Monday, June 1, 2015

Scalability considerations for CRM / SharePoint integration

SharePoint is probably the most natural and easiest to implement solution for document management for CRM records. However, what happens when you have millions of records in CRM which might have documents?

I recently worked on fairly large document migration solution to be able to associate documents to CRM records (e.g. cases, opportunities). There were a few hundreds of thousands of files amounting to about 50GB of data. So here are a few things to consider


With the out of the box integration you have the choice to structure your folders based on accounts/contacts or simply to create a new library for each entity at the root of the site. It might be more convenient to navigate SharePoint if you can start from an account and then find which are the related cases/opportunities rather than starting with a global list of cases and try to find which cases are related to a specific account. In general, this structure is more convenient, until you consider security segregations.

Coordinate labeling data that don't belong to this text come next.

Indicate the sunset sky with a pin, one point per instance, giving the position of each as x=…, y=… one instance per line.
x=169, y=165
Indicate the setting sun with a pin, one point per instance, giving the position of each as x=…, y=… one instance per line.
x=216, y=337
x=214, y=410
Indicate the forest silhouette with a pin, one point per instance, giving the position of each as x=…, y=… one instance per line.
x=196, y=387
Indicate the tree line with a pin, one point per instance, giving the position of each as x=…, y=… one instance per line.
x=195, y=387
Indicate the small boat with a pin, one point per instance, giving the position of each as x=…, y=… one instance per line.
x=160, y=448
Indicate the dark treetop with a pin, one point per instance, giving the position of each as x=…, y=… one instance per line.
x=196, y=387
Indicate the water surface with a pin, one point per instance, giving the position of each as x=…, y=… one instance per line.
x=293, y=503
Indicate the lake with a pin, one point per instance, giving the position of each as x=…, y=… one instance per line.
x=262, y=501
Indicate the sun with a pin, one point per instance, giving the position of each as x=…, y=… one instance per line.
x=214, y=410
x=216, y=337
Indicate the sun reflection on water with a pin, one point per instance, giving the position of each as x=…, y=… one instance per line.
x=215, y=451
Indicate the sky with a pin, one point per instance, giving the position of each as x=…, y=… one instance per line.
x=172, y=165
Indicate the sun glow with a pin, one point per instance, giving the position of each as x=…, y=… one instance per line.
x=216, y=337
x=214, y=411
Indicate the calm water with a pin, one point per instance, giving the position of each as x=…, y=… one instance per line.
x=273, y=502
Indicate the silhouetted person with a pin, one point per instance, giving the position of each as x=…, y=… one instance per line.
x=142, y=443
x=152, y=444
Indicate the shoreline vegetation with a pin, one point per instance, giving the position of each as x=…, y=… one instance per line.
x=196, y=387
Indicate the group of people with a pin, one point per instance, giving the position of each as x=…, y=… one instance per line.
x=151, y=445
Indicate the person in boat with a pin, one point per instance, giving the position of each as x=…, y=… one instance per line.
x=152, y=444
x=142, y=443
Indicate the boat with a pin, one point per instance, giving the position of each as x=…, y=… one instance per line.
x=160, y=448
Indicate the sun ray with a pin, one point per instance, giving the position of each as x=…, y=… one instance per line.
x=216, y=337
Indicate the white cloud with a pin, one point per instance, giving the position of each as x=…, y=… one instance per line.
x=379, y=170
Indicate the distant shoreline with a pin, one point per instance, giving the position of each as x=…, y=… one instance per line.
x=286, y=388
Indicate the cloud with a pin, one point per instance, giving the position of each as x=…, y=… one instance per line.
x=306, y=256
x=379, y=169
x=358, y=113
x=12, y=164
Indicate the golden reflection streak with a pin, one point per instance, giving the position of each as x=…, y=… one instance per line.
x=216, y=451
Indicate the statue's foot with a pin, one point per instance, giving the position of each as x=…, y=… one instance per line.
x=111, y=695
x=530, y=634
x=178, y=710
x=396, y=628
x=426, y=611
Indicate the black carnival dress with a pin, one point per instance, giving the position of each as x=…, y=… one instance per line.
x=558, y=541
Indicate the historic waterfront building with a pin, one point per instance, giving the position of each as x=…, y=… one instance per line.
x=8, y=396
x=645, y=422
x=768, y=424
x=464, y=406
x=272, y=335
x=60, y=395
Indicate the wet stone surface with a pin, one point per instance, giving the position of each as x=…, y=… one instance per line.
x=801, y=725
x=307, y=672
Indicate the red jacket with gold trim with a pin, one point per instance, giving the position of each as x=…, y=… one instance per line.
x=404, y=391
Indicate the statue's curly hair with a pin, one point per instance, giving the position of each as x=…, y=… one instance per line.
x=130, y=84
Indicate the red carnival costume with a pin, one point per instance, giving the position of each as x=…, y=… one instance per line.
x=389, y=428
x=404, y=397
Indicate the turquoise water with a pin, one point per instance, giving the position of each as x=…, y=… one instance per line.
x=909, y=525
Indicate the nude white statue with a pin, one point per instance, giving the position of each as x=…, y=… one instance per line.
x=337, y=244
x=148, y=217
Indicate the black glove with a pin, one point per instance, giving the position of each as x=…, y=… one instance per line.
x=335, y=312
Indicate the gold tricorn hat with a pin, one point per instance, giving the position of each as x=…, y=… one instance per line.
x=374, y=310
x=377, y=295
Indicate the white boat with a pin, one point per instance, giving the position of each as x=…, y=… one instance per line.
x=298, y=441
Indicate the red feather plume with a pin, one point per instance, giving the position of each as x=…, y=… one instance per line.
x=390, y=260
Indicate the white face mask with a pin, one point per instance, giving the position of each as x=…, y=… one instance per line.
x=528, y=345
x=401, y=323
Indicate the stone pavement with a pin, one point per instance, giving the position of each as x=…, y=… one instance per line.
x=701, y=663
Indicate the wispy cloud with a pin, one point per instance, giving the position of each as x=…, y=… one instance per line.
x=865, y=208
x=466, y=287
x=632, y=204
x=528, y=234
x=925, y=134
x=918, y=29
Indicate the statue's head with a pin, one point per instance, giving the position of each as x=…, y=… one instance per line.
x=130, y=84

If you need to segregate SharePoint security in such a way that some users can access documents of a given entity type (e.g. cases) but not be able to access documents of another entity type (e.g. opportunities) then the account/contact hierarchy becomes a problem because you cannot set the security at the library level (all documents would be on the same library) and you would have to do some acrobatics with folder security and inheritance breaking which would be a nightmare to maintain. Instead, if you have each entity type have its own SharePoint library then you can easily grant/deny access to documents of a given entity type.

Nonetheless, remember that with the out of the box CRM/SharePoint integration, there is no security synchronization between CRM and SharePoint. You need to keep this in mind throughout your design. Think for example that a user might not be able to access any opportunities in CRM but the user (if malicious) can always find a way to see the documents associated to CRM opportunities by going to SharePoint (unless you block the user completely from the given SharePoint library).

Also consider that changing the folder hierarchy after would be a major data migration effort so you should really think about what hierarchy makes more sense you’re your situation and consider current or future security requirements.


Imagine that you have 100K cases in your system and you have enabled SharePoint integration for case entity. And perhaps every case has at least one document. In this case, your case library/folder will contain 100K items flat on the same list. This goes well beyond what SharePoint recommendations are for scalability and performance. It is not recommended to go beyond 5000 items (even that is already quite high). Of course you can always implement some sort of archiving or use multiple SharePoint sites depending on some criteria so you split this load. Another [reasonably] easy solution is to further structure your folders by year, quarter or month (or all of these). This way you will not end up with 100K folders under the “cases” folder. Instead, the maximum number of folders you will have under a single folder will be the maximum amount of cases that can be opened in a given month/quarter which might be a more reasonable number.

In the example above, we have 2 new layers: Year and Month. These correspond to the date on which the case was opened. By adding these additional layers, we can now guarantee that there will be no folder with more than a few hundred sub-folders, since we know that we only open a few hundred cases per month.

The downside is that this cannot be done by simple configuration or out of the box integration. This structure would require that you register a plugin on create of case, which will create the document locations and the SharePoint folder for the case being created. Some other disadvantages of this approach is that:

- Every case will now have a folder, even if the case has no documents. This should not be a problem if you know that anyway all cases have documents

- You are creating the SharePoint folder at the same time as you create the case, instead of the OOB behavior which is to create the folder on demand the first time document library is accessed in CRM. This is not necessarily a bad thing though.

- If your plugin is sync and it fails (e.g. SharePoint is down) then it will prevent the creation of the case in CRM. If your plugin is async and it fails, then you need to have a way to recover and create the correct folder when the user tries to access document library for this record.


For sites with large volume of documents, large document sizes or rapidly growing volumes, you might also need to consider how long you have until you start having a performance or limitation problem with things like the max size of your content database, max number of files in the library or simply the maximum size of your site. O365 also has some limitations that you need to review. If you identify that this could be a potential problem you should consider implementing some sort of archival solution which will allow you to keep a link between CRM records and SharePoint files while at the same time optimizing for current and mostly used records. I have heard of people simply changing the CRM site every now and then and creating a new site once the old site is getting too large. I guess any of these strategies would work as long as you have defined a process to scale your site and monitor the volumes regularly. The most important thing is to consider this during your design phase and have identified your approach to handle scalability, even if you might not implement a long term maintenance strategy right away.